New Reforms in Computer Science will Examine Teacher’s Skills

As a new National Curriculum says children in schools will start learning the principles of computer programming from kindergarten. But there are concerns teachers would be seriously unable to go through the ambitious reform agenda without meaningful retraining.

The new technologies Curriculum gives a considerable boost to the role of computer science in primary and secondary school education. Some of the authors of the Curriculum said students would be taught to write computer code from year 3 which should give them a competitive edge in the emerging digital economy.

In general, code is a set of instructions used to manage computer software.

The British Government announced it would become the first country to mandate computer programming in its schools.

On the other hand, Australia’s new curriculum was ”reasonably comparable” to Britain’s and ”has kids at least starting to get some of the ideas of programming right from kindergarten”.

Making teachers competent and confident enough to teach the content would be the main challenge.

There are over 9000 schools in Australia. Experts believe teachers in each of those schools should be capable to transfer their technical knowledge and skills and also the philosophical underpinnings of computer science.

Indeed, it is a huge job to get everyone up to scratch on this stuff. Basically, this is a very significant challenge, because many specialist teachers can not do everything that’s in the Curriculum.

It is up to the states and territories to decide whether or not they implement the Curriculum. It is just a waiting game to find out what happens and what decisions they make.

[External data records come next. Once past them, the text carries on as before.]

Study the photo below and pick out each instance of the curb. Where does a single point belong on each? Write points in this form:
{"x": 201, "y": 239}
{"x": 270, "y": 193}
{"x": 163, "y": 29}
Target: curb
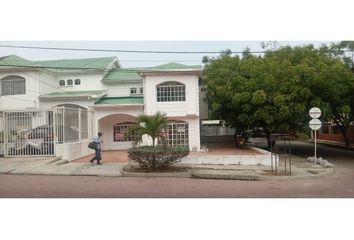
{"x": 156, "y": 175}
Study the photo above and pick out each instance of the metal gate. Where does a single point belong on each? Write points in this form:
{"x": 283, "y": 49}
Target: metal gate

1 thought on “New Reforms in Computer Science will Examine Teacher’s Skills

  1. As a senior Maths/Physics teacher, the concerns that “many specialist teachers can not do everything that’s in the Curriculum” will become very significant when the senior curriculum is introduced in 2015/6. Having spent most of my professional career outside secondary education and with a first degree in Engineering, I am relishing the thought a more academically rigorous Maths/Physics curriculum here in Queensland. However, I can already see problems arising from the National Curriculum up to grade 10: the new 10 Advanced Maths program is beyond Maths teacher with little or no STEM background. Similar problems arise in the 10 Science program.

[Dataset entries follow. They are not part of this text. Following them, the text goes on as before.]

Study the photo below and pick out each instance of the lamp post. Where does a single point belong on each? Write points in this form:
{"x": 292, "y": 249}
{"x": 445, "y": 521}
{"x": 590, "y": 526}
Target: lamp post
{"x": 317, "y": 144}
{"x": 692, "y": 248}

    Upgrading teachers’ knowledge to deal with the new curriculum is a huge job – and one which appears to be on the “don’t ask, don’t tell” list for our political masters. It is also a solution that has serious limitations: sufficient knowledge to teach the new curriculum is not going to provide the depth to handle the needs of the brighter students’ inquiring minds. This risks turning such students off Maths/Science – a national disaster we cannot afford.

    The only long term solution to this is to make a teaching career attractive to people of all ages who have a strong background in Maths/Science – and that requires a significant rethink of teaching, teacher education and teaching career structure(s) which appears on no radar of which I am aware.